Iguatu. O Ceará pode enfrentar, em 2016, o quinto ano seguido de estiagem. Esse é o cenário mais provável. O resultado poderá ser devastador com a perda das reservas hídricas, que estão se exaurindo, nos açudes. Um relatório da Fundação Cearense de Meteorologia e Recursos Hídricos (Funceme) revela que o fenômeno meteorológico El Niño está na categoria intensa e a sua ocorrência afeta o clima em várias regiões do mundo. No Brasil, é associado a secas no Nordeste e chuvas intensas no Sul. A Funceme classifica a situação atual como “preocupante”.
A probabilidade atual é de 95% do El Niño permanecer ativo nos meses de fevereiro, março, abril e maio de 2016, período em que ocorre a quadra chuvosa no Estado. É uma taxa muito elevada. “Esse índice é do El Niño estar presente”, esclarece o meteorologista da Funceme, David Ferran. “A previsão com percentuais sobre a quadra chuvosa somente será divulgada em janeiro de 2016”.
Cada vez mais forte
Os dados mostram que, quando ocorre um El Niño forte, geralmente as chuvas no Semiárido nordestino ficam abaixo da média. Atualmente, as águas superficiais do Oceano Pacífico estão entre 2 e 3 graus centígrados acima da média. Dentre a classificação “fraco, médio e forte”, atualmente a anomalia climática está na categoria mais intensa. “Temos uma preocupação enorme porque o El Niño está cada vez mais forte”, frisou Ferran. O meteorologista evita previsões, mas é provável a chance de ocorrer uma nova seca no próximo ano no Ceará. O governo do Estado já foi informado sobre o relatório e a gravidade do cenário que se avizinha.

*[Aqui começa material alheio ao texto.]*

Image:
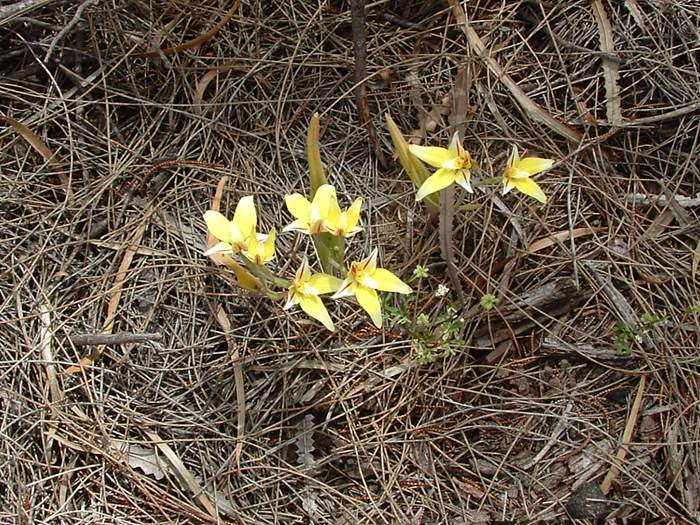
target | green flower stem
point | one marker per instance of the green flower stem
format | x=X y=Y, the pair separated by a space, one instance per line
x=331 y=252
x=264 y=275
x=489 y=181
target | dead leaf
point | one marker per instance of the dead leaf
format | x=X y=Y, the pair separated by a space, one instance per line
x=115 y=292
x=139 y=457
x=35 y=141
x=559 y=237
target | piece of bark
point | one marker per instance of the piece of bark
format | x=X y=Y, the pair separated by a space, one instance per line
x=556 y=346
x=538 y=305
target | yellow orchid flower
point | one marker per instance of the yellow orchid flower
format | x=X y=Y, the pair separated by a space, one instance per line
x=311 y=217
x=233 y=235
x=261 y=248
x=305 y=291
x=363 y=281
x=346 y=223
x=518 y=172
x=453 y=166
x=323 y=213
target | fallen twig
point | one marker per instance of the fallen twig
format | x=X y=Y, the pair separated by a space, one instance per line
x=360 y=72
x=112 y=339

No fim de maio, a Funceme mostrou preocupação com a formação de El Niño (caracterizado pelo aquecimento anômalo das águas superficiais do Oceano Pacífico Equatorial), em 2016. Com base em estudos dos principais centros de previsão climática do mundo, naquela data havia a probabilidade de o El Niño permanecer em janeiro e fevereiro do próximo ano era de 80%. Agora é de 95%, com o agravante de o fenômeno ter sua presença ampliada até maio.

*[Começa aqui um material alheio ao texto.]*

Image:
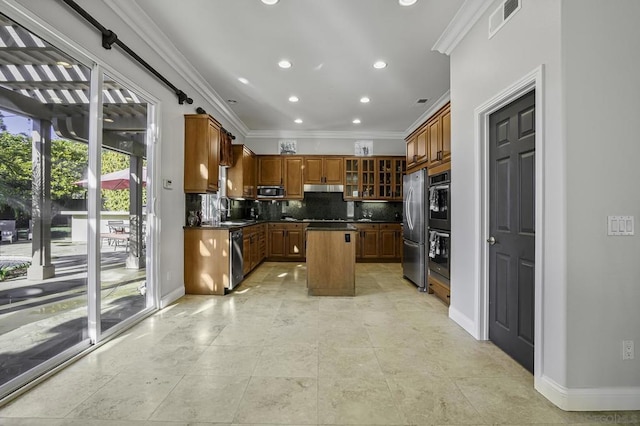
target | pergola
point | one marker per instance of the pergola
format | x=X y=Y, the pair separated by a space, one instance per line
x=39 y=81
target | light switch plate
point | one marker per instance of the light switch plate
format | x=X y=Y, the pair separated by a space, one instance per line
x=620 y=225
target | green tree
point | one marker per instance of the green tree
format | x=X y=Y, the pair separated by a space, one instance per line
x=15 y=173
x=114 y=200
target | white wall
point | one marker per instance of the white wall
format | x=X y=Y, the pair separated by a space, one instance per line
x=480 y=70
x=169 y=162
x=601 y=60
x=324 y=146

Na maioria dos anos em que há atuação do El Niño, o período de maiores precipitações no Ceará é irregular e tende a não atingir a categoria em torno da média climatológica. Ou seja, é seca. O Estado enfrenta o quarto ano seguido de chuvas abaixo da média e as reservas hídricas estão se exaurindo. A média dos 153 açudes monitorados pela Companhia de Gestão dos Recursos Hídricos (Cogerh) é de apenas 15,5%.
Reservatórios
Nos próximos meses, a perda de água vai se intensificar nos reservatórios por evaporação e por maior consumo em decorrência do aumento da temperatura nessa época do ano. No Ceará, 123 açudes estão com volume inferior a 30%. A situação é mais grave nas bacias do Baixo Jaguaribe (0,88%); Sertões de Crateús (1,96%); Curu (3,69%) e Banabuiú (4,05%). O melhor quadro é o da Bacia do Litoral (34,56%). O Alto Jaguaribe permanece em situação regular com 31,55%; Coreaú (28,42); e a Metropolitana, com 26,82%.

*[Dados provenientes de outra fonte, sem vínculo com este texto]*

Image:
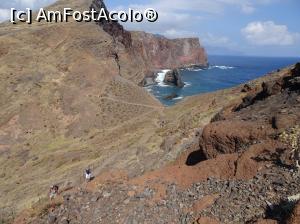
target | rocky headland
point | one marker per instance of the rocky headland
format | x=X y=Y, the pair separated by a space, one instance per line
x=73 y=101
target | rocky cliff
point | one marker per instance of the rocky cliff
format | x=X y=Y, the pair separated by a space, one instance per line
x=161 y=52
x=72 y=101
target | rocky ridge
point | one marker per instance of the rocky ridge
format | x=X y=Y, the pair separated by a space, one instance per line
x=247 y=175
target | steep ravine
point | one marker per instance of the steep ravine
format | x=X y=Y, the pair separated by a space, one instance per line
x=240 y=171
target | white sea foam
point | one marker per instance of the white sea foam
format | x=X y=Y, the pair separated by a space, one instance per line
x=187 y=84
x=194 y=69
x=160 y=77
x=223 y=67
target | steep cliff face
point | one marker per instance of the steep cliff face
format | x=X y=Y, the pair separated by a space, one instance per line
x=161 y=52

O governador do Ceará, Camilo Santana, em visita neste domingo à cidade de Canindé, onde participou do encerramento dos festejos religiosos de São Francisco das Chagas, reafirmou o esforço do Estado em “garantir água aos irmãos e irmãs cearenses”. Nos últimos meses, o governo ampliou o programa de perfuração de poços profundos em áreas urbanas e na zona rural e o fornecimento de água por caminhões-pipa.
Alternativas
As alternativas são limitadas a antigas receitas: carro-pipa e perfuração de poços. Além disso, restam ao sertanejo a esperança e as orações aos céus para que tenham piedade de tanto sofrimento que pode se intensificar. “Se não houver chuva suficiente para uma recarga dos açudes e dos poços, a situação será desesperadora”, prevê o diretor do Sindicato dos Trabalhadores Rurais de Iguatu, Sebastião Alves. “Como as pessoas vão encontrar água para beber e para os animais?”, indagou.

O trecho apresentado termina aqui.